In one embodiment without a turbine, the fan housing and the compressor housing are designed in such a way that the hydrogen containing recycle stream and the air stream flow through the housing spatially separately from one another.
A fuel cell system comprises a recirculation fan turbocharger assembly and a fuel cell unit which are coupled to one another in such a way that hydrogen from the fuel cell unit can be conveyed back through the fan to the fuel cell unit, and an air stream is supplied through the compressor of the fuel cell unit. The recirculation fan turbocharger assembly fulfills a dual function: recycling hydrogen and supplying air, which is associated with a compact design of the recirculation fan turbocharger assembly and thus also of the fuel cell system.
In one embodiment of the fuel cell system, the fan has a fan inlet and a fan outlet, and the compressor has a compressor inlet for the inflow of air and a compressor outlet. The fuel cell unit is coupled on the output side to the fan inlet and on the input side to the fan outlet and the compressor outlet. The coupling can take place by means of additional components, for example valves. In this embodiment, a turbine is not required.
In an alternative embodiment of the fuel cell system, the fan has a fan inlet and a fan outlet. The compressor has a compressor inlet for the inflow of air and a compressor outlet, and the turbine has a turbine inlet and a turbine outlet. The fuel cell unit is coupled on the output side to the turbine inlet and the fan inlet, and on the input side to the fan outlet and the compressor outlet. The coupling can take place by means of additional components, for example valves. In this embodiment, a turbine drive is provided, which is advantageously electrically assisted by the electric drive, which results in a reduction in power consumption by comparison with an embodiment without a turbine. The turbine is driven by the fuel cell exhaust gas stream, and the fan conveys the hydrogen containing recycle stream.
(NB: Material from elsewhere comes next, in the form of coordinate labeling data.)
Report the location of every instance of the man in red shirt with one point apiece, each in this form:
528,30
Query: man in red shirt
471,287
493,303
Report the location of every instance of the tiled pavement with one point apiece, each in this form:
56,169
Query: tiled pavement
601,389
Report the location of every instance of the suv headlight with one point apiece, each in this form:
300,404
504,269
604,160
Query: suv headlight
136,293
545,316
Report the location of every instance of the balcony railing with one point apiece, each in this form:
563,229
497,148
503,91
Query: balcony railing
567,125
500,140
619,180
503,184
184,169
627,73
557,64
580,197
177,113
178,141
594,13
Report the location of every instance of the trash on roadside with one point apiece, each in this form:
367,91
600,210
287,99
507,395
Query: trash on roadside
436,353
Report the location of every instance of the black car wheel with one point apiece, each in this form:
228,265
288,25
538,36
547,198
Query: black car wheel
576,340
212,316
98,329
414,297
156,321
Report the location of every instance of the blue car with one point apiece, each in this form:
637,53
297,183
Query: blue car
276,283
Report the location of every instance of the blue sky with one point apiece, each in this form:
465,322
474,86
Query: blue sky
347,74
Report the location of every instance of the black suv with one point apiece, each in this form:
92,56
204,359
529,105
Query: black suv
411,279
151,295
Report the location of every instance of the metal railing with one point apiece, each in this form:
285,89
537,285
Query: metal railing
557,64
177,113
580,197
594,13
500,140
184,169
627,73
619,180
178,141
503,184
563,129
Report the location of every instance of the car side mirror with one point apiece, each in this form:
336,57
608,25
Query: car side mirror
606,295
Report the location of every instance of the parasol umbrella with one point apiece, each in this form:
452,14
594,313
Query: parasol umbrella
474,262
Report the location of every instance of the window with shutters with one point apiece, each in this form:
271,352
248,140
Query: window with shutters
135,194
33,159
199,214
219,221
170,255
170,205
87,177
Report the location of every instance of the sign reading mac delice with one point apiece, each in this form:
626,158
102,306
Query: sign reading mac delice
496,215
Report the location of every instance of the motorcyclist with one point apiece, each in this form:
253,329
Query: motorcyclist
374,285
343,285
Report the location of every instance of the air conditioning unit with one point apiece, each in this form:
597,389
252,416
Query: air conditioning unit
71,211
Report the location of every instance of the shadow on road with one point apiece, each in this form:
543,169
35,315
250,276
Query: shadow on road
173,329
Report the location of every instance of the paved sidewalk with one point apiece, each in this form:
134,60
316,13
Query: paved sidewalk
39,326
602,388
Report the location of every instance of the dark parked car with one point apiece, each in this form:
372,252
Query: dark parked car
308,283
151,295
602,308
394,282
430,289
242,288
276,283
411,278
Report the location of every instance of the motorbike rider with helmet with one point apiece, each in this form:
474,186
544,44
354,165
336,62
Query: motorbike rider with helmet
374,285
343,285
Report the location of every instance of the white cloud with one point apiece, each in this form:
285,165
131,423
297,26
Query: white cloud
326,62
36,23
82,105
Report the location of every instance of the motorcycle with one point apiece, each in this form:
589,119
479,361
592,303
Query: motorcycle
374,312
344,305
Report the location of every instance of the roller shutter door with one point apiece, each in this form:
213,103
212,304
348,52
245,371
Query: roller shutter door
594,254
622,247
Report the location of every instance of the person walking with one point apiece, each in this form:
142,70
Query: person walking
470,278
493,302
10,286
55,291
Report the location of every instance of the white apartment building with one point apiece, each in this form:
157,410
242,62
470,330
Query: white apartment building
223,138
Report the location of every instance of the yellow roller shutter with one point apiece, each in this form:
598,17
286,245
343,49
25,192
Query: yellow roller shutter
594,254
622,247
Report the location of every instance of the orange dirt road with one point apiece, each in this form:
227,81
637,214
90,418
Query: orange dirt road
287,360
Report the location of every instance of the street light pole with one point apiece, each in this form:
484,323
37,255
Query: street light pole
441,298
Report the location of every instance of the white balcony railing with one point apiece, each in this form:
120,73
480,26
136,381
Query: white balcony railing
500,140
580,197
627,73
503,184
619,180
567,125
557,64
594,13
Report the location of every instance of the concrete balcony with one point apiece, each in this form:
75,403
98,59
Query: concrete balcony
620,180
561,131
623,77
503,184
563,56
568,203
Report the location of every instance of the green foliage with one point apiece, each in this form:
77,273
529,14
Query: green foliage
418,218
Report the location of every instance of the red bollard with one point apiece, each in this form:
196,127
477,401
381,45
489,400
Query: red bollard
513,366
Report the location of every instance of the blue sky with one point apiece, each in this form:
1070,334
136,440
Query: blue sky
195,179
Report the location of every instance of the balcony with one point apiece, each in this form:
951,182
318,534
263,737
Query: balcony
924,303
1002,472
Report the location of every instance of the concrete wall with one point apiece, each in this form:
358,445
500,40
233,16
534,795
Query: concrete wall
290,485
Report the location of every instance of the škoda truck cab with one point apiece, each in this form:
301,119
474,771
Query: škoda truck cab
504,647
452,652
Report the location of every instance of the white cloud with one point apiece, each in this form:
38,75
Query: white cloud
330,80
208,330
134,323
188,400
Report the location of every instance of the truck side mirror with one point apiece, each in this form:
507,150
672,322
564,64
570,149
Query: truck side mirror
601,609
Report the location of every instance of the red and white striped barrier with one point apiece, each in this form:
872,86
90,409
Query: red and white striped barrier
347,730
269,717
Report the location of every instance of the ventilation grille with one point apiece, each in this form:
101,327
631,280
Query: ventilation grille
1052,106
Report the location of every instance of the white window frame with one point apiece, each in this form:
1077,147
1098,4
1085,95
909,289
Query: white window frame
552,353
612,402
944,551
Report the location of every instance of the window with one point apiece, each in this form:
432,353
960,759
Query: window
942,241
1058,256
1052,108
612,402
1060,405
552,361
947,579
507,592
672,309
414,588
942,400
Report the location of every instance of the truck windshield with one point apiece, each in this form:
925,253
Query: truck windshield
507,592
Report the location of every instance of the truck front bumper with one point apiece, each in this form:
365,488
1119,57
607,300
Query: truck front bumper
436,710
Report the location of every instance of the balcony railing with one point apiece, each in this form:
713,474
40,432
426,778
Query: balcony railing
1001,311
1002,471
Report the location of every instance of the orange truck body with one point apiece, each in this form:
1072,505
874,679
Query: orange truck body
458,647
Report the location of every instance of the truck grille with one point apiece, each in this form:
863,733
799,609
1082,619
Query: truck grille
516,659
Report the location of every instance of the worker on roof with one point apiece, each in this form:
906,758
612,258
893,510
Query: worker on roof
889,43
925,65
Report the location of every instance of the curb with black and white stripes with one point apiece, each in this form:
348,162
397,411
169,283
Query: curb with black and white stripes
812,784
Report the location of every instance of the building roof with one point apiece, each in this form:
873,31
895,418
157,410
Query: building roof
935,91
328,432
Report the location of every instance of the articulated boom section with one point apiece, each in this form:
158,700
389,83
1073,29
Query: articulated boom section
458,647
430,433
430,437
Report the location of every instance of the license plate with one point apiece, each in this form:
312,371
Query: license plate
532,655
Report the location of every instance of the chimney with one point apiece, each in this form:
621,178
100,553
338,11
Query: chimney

BRIEF DESCRIPTION OF THE DRAWINGS

In the following, some exemplary embodiments will be described in greater detail with reference to the drawings, in which:

FIG. 1 schematically shows an exemplary embodiment of a conventional fuel cell system;

FIG. 2 schematically shows an exemplary embodiment of a fuel cell system;

FIG. 3 schematically shows a rotor having an electric motor from the recirculation fan turbocharger assembly from FIG. 2 ,

FIG. 4 schematically shows another exemplary embodiment of a fuel cell system;

FIG. 5 schematically shows a rotor having an electric motor from the recirculation fan turbocharger assembly from FIG. 4 ;

FIG. 6 schematically shows yet another exemplary embodiment of a fuel cell system;

FIG. 7 schematically shows a rotor having an electric motor from the recirculation fan turbocharger assembly from FIG. 6 ; and

FIG. 8 is a sectional view through an exemplary embodiment of a recirculation fan turbocharger assembly.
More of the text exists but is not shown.